Medvedev compared the situation in South Ossetia and Abkhazia with that in Kosovo, accusing western countries of rushing to recognize Kosovo's "illegal declaration of independence" from Serbia in February this year.
Black Sea confrontation
Meanwhile, elements of Russia's Black Sea fleet shifted locations on Wednesday in an possible move to avoid a confrontation with a growing NATO warship flotilla near Georgia.
Russian naval vessels operating off of Georgia's coastline had moved from a station in the vicinity of the Georgian port Poti into "Abkhazian territorial waters," said Sergei Menialo, commander of Russia's Novorossisk naval base, according to an Interfax news agency report.
The shift took a group of about six to eight Russian warships that had been patrolling near the Georgian port of Poti out of the path of US warships reportedly planning to make a humanitarian aid delivery to the same location.
American officials said elements of the US 6th Fleet would bring humanitarian aid to Poti for delivery to Georgian refugees from the Russo-Georgian war.
The announcement put Washington on track for a Cold War-style naval confrontation with Moscow, as elements of Russia's Black Sea fleet have been enforcing a partial blockade on Poti since early August.
NATO led by the US began a dramatic increase to its naval presence in the Black Sea in mid-August, after Russian refusal to abide by a Russo-Georgian ceasefire plan engineered by French President Nicolas Sarkozy.
The agreement among other conditions obliged all Russian and Georgian forces to return to pre-war positions -- a stipulation the Kremlin has in some cases ignored.
Russian forces landed in early August near Poti now conduct patrols into the port and continue hold road checkpoints inland. The Russian occupation has made impossible most sea shipments between Georgia and the rest of the world.

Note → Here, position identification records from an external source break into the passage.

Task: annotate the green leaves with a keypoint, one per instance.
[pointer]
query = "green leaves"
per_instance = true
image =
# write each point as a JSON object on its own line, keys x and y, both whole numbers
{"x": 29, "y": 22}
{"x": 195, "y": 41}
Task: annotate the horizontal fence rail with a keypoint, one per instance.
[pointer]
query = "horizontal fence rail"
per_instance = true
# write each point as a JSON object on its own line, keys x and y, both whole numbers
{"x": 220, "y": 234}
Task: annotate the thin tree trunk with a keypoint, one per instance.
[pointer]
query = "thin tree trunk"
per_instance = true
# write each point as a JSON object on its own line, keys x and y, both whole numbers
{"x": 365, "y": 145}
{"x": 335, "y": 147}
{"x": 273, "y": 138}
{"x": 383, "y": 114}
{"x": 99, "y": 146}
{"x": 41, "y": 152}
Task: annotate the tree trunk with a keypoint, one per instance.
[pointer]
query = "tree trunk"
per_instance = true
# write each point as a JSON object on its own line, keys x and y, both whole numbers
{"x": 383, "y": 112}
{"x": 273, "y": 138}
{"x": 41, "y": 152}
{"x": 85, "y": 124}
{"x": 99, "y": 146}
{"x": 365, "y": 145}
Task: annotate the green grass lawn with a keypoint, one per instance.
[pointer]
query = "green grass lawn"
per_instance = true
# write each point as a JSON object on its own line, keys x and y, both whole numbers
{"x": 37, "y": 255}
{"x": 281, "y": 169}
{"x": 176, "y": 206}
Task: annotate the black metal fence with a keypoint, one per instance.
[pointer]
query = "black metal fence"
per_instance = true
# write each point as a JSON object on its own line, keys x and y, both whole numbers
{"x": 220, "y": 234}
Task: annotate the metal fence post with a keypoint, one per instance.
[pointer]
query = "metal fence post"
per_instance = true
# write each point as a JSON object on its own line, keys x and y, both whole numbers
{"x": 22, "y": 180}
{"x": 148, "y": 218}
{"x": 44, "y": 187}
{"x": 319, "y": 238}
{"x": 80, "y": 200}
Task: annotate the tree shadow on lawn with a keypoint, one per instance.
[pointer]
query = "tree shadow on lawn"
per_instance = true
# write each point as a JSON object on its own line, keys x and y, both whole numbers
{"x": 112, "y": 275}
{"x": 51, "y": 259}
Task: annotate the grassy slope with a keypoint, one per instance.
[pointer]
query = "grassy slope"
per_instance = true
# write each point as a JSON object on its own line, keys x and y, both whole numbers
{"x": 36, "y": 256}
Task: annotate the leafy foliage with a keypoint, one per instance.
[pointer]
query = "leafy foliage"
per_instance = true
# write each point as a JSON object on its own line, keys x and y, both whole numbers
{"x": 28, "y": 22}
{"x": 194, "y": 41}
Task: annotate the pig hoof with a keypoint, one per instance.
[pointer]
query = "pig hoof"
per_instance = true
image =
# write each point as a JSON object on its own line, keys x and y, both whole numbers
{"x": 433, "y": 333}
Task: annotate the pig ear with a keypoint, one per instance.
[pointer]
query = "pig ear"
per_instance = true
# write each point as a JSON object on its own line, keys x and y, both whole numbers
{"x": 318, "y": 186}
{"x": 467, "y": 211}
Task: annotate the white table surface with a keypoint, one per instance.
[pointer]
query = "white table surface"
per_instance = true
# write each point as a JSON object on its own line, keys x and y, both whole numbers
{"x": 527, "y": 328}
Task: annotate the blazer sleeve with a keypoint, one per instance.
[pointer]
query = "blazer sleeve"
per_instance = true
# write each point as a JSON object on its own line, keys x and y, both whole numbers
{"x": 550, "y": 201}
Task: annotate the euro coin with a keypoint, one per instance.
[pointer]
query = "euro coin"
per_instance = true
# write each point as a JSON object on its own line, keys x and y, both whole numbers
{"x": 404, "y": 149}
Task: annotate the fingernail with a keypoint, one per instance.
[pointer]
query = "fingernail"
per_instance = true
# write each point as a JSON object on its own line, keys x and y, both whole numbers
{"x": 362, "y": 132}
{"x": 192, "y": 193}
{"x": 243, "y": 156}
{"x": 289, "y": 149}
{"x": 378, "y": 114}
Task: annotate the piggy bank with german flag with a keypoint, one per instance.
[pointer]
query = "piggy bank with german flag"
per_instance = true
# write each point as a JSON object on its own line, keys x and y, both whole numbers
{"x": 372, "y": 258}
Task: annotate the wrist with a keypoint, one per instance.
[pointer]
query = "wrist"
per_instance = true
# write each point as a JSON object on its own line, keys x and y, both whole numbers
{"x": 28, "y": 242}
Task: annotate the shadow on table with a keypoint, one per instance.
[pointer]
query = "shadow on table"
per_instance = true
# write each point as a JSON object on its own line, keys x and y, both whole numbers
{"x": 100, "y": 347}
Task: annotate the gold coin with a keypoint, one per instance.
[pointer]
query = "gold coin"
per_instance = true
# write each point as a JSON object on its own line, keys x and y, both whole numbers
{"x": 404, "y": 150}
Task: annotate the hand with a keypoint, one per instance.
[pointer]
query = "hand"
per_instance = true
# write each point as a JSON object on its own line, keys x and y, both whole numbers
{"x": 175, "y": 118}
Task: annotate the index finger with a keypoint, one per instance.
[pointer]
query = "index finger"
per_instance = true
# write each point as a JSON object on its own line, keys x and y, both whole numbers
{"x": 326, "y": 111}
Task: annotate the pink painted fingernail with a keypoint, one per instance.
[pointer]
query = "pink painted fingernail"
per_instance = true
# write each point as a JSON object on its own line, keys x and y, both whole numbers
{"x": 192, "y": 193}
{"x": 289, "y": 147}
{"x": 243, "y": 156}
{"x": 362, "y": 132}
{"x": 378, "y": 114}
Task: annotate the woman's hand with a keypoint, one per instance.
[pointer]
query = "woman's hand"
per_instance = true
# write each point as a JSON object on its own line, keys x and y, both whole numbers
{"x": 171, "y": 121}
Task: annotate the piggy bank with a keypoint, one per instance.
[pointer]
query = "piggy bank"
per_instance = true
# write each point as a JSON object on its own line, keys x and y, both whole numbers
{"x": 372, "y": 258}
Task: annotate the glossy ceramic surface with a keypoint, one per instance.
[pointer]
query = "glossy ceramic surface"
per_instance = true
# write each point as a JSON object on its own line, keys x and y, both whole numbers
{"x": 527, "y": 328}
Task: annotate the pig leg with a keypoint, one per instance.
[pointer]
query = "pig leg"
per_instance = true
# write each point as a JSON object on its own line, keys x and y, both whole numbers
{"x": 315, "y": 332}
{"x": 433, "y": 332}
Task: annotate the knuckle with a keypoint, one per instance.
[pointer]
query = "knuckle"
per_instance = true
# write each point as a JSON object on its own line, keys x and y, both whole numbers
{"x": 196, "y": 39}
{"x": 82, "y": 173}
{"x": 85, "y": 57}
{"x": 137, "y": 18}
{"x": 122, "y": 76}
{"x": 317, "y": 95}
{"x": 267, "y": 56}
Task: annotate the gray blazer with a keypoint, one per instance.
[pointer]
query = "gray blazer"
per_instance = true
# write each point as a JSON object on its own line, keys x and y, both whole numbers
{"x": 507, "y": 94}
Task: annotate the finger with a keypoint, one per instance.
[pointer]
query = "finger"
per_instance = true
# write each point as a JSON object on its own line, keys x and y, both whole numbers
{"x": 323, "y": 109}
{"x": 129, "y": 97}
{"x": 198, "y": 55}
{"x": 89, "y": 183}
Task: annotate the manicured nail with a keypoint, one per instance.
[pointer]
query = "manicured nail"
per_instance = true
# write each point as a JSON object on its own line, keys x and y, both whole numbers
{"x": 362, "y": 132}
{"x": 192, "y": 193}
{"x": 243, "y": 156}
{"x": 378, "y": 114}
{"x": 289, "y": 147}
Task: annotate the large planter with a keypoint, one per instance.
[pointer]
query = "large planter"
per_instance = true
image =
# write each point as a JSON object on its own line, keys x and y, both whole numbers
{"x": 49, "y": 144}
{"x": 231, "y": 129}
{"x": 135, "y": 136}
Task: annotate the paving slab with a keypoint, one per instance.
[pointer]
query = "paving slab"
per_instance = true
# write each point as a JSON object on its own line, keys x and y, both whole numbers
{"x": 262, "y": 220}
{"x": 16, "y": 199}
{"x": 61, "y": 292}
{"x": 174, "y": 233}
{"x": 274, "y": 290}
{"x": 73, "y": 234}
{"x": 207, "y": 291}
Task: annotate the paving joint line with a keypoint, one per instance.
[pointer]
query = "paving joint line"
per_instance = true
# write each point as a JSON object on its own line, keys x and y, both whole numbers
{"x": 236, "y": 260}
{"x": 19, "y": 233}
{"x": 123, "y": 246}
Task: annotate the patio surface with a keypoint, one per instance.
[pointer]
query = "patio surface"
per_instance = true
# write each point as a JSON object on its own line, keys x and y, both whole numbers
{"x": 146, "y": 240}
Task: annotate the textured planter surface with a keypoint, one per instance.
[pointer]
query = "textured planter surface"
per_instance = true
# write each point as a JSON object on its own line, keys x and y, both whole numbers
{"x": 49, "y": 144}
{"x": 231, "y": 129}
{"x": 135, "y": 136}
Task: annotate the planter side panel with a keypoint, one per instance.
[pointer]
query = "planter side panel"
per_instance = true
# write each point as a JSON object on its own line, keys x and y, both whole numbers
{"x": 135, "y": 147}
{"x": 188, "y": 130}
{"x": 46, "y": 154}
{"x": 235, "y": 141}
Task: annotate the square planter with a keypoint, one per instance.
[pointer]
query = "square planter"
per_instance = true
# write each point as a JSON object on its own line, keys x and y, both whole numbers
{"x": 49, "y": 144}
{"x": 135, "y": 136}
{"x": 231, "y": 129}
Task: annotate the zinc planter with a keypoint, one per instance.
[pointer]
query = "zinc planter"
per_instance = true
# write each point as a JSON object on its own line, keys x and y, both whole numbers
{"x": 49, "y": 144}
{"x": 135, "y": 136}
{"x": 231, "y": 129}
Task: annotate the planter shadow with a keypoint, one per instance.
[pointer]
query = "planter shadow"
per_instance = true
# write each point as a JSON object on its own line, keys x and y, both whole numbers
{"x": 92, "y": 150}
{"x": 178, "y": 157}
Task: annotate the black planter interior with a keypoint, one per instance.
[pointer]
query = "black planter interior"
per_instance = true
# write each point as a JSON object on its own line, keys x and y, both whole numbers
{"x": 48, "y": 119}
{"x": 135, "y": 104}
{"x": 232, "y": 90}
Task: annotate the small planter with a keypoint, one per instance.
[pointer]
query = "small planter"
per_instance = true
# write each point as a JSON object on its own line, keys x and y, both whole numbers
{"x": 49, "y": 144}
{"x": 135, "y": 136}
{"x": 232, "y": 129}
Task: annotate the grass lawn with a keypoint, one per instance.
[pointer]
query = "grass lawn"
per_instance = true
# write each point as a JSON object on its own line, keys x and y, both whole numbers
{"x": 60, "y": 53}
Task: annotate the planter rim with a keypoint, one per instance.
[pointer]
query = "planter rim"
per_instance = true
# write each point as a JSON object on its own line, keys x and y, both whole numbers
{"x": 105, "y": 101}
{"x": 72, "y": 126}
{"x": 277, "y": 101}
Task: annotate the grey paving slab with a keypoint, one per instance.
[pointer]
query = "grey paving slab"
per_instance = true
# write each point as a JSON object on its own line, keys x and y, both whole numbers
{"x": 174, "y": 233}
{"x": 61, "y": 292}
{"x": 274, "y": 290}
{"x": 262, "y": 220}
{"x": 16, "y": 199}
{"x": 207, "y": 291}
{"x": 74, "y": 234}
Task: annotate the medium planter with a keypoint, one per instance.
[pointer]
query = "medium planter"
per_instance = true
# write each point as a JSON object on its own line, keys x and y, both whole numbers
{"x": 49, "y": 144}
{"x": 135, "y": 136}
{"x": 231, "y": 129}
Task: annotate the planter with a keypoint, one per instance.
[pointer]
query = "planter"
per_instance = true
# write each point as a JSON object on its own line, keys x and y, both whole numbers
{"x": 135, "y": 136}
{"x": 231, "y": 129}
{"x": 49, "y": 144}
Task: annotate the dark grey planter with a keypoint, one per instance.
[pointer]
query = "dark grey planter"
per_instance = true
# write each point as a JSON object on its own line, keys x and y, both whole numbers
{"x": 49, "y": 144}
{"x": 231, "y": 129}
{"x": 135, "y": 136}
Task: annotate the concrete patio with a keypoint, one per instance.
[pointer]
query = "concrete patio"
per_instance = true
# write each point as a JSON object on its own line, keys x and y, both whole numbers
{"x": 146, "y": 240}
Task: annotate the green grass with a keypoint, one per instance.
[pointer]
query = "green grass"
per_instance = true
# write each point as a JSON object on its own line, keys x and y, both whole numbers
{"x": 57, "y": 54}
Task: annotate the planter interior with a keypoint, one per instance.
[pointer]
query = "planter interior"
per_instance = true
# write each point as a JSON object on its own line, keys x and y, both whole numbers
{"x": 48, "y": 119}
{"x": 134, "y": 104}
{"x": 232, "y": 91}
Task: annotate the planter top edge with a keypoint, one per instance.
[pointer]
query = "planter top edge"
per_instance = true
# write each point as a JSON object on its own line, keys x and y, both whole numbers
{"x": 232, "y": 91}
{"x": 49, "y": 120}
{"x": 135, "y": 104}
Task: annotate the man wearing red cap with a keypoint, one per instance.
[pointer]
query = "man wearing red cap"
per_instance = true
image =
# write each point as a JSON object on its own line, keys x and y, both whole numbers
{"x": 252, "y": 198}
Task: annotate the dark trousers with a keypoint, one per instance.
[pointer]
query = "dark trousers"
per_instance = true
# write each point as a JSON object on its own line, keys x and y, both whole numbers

Russian admiral Sergei Kasatonov admitted the growing NATO naval formation would soon be stronger than the Russian Black Sea warships off Georgia and Abkhazia's shore but added the Kremlin could in case of a confrontation deal with the western vessels "using other forms of combat power, including aviation assets."
Kasatonov's comments made in Moscow were among the first public statements by a top Russian official of possible naval combat between Russian and NATO forces in the Black Sea.
The motivation for the increasing NATO naval presence in the region was "primarily political and not military," he added.